综合分析,我们认为植物群落对鸟类的重要性主要受三方面因素影响。一方面受植株个体数量影响,植株数量越多则其能够被鸟类使用的几率也更大,这直接增加了植物在鸟类相对丰富度、相对多度和集团数方面的优势,但并非单一物种个体数量越多越好,这可能导致空间生态系统服务效率的下降,以及由于生境单一化导致鸟类多样性的降低。另一方面不同植物种类所能提供的食物资源以及枝叶密度、枝干位置和形态,均会对鸟类活动产生影响。有的植物可能为鸟类提供可口的嫩芽、花蜜或果实[20,23];有的植物则可能通过吸引昆虫的到访进而招引到更多鸟类来觅食[20,23];有的植物分支点接近地面,为鸟类降落地面或起飞提供了踏脚空间,这对于在地被层觅食的部分鸟类而言相当重要;有的植物枝头高耸出露,更加有利于鸟类进行鸣唱交流[19]。第三则是植物个体或群落所处空间位置可能对鸟类活动造成差异性影响。例如,同样是柳树,在水塘旁边和在硬质广场旁所能吸引到的鸟类无论在种类还是数量上都可能出现较大差别。类似现象非常普遍,这与鸟类自身对生境的需求相关,具体过程和机理相对比较复杂,值得进一步深入研究。

5 结论

尽管重庆鸿恩寺森林公园被看作是候鸟迁徙路线上的重要补给站点,但公园内维持的夏季鸟类物种并不十分丰富。本次研究在鸿恩寺森林公园内共记录到夏季鸟类30种,根据其食性、取食方式和活动空间可划分为6个鸟类集团。鸟类栖息、取食和运动等方面需求在空间上的互补与重合关系导致了其在空间生态位上的重叠与分离。公园植被垂直结构特征与植物种类组成等对夏季鸟类群落有着深刻的影响。

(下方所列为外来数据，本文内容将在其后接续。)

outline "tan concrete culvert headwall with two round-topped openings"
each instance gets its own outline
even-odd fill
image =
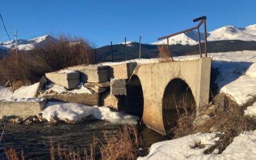
[[[167,134],[178,106],[198,111],[208,104],[210,75],[211,58],[139,65],[127,85],[129,111],[142,116],[147,127]]]

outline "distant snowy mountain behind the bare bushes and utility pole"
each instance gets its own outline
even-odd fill
[[[36,38],[32,38],[30,40],[17,40],[18,49],[23,51],[31,50],[35,47],[35,45],[44,44],[47,41],[55,40],[50,35],[39,36]],[[1,49],[15,49],[15,40],[0,42]]]

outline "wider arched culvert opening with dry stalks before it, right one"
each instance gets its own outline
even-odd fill
[[[166,134],[177,126],[179,116],[195,111],[195,99],[188,84],[182,79],[173,79],[166,86],[163,96],[163,122]]]

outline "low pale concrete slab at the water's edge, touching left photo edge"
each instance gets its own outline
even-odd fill
[[[47,100],[40,102],[0,102],[0,106],[4,106],[3,116],[17,116],[26,118],[27,116],[38,115],[45,108]]]

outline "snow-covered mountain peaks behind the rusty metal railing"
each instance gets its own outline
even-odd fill
[[[202,42],[204,42],[204,33],[200,33]],[[207,33],[207,41],[216,40],[243,40],[256,41],[256,24],[247,26],[246,28],[237,28],[235,26],[224,26]],[[161,40],[152,44],[167,44],[167,40]],[[189,31],[177,36],[169,38],[169,44],[195,45],[198,44],[197,31]]]

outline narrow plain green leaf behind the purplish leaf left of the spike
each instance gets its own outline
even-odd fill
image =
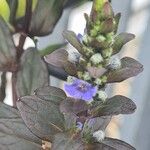
[[[45,56],[45,55],[51,54],[56,49],[64,47],[65,45],[66,45],[66,43],[49,45],[45,49],[40,50],[39,53],[41,56]]]

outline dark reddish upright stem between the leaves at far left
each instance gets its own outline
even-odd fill
[[[23,54],[23,46],[26,40],[26,37],[29,33],[29,26],[31,21],[31,15],[32,15],[32,0],[26,0],[26,13],[25,13],[25,19],[24,19],[24,28],[23,32],[19,39],[19,46],[17,47],[17,63],[20,63],[21,55]],[[17,92],[16,92],[16,82],[17,82],[17,72],[12,73],[12,94],[13,94],[13,106],[16,107],[16,101],[18,99]]]

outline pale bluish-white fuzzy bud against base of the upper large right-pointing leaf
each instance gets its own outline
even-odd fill
[[[121,60],[119,58],[114,58],[110,60],[109,67],[113,70],[121,68]]]

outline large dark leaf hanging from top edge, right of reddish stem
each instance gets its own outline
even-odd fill
[[[64,4],[64,0],[39,0],[32,15],[30,35],[44,36],[51,33],[61,17]]]

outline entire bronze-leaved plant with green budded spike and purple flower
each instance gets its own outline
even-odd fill
[[[53,31],[69,1],[0,2],[5,7],[0,11],[0,149],[134,150],[105,134],[112,116],[136,109],[125,96],[108,97],[107,86],[143,71],[133,58],[116,57],[135,37],[117,34],[121,14],[113,12],[108,0],[94,0],[90,15],[84,14],[84,34],[62,33],[78,51],[71,60],[65,43],[41,51],[23,48],[27,37],[36,45],[36,36]],[[7,72],[12,72],[13,107],[3,103]],[[63,89],[51,86],[49,75],[65,80]]]

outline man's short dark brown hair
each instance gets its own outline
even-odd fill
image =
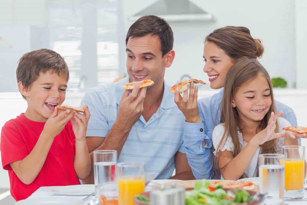
[[[129,37],[143,37],[148,34],[157,35],[160,38],[162,56],[173,49],[172,28],[163,18],[153,15],[142,16],[130,26],[126,36],[126,45]]]

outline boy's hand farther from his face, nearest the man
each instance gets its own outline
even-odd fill
[[[85,111],[83,114],[76,112],[71,119],[72,130],[74,131],[76,140],[79,141],[85,140],[87,123],[91,115],[87,105],[84,105],[83,109]]]

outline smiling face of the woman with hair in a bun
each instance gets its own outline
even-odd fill
[[[226,74],[234,62],[222,49],[210,41],[205,42],[203,57],[206,62],[204,72],[209,76],[210,87],[223,88]]]

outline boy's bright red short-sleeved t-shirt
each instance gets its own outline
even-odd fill
[[[10,191],[16,201],[26,199],[39,187],[80,184],[74,168],[75,135],[69,121],[50,147],[45,164],[34,181],[22,183],[10,163],[24,159],[34,148],[45,122],[35,122],[23,113],[9,120],[1,130],[0,152],[2,167],[9,171]]]

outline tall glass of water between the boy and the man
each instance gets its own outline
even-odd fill
[[[95,196],[100,204],[118,199],[117,178],[116,178],[116,150],[94,151],[94,182]]]

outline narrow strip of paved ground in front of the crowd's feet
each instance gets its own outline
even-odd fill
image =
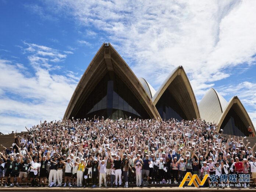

夏季鸟类多为繁殖鸟和留鸟,它们长期居住在城市环境中,对城市生态系统健康的维持有着重要调节作用。鉴于此,有必要通过必要途径优化夏季鸟类生境质量,提升公园生物多样性水平。从植被结构优化角度而言,大致可以从三个方面进行优化管理。第一,适当减少重要值较低的植物比例(例如桂花、玉兰、桃树等),适度增加重要值较高的植物数量(例如垂柳、乌桕、小叶榕、竹林等),提升绿地空间的生态服务效能。第二,根据鸟类生活习性,在综合考虑公园乔灌草植被结构优化的基础上,着重优化植物群落配植组合关系,提高植物利用效率。第三,结合周边区域,尤其是相邻绿地源斑块中鸟类多样性调查,调整公园内植物种类组成、辅以特定生境营造,招引更多鸟类物种,促进城市内部鸟类复合种群的形成与维持。

此外,本研究主要关注了山地公园植被特征对夏季鸟类群落的影响。鉴于研究区域在绿地生态网络中的重要节点定位,建议在后期工作中结合春秋季节迁徙鸟类,以及冬季候鸟群落调查,从多时空尺度完善公园植物景观优化设计等相关研究。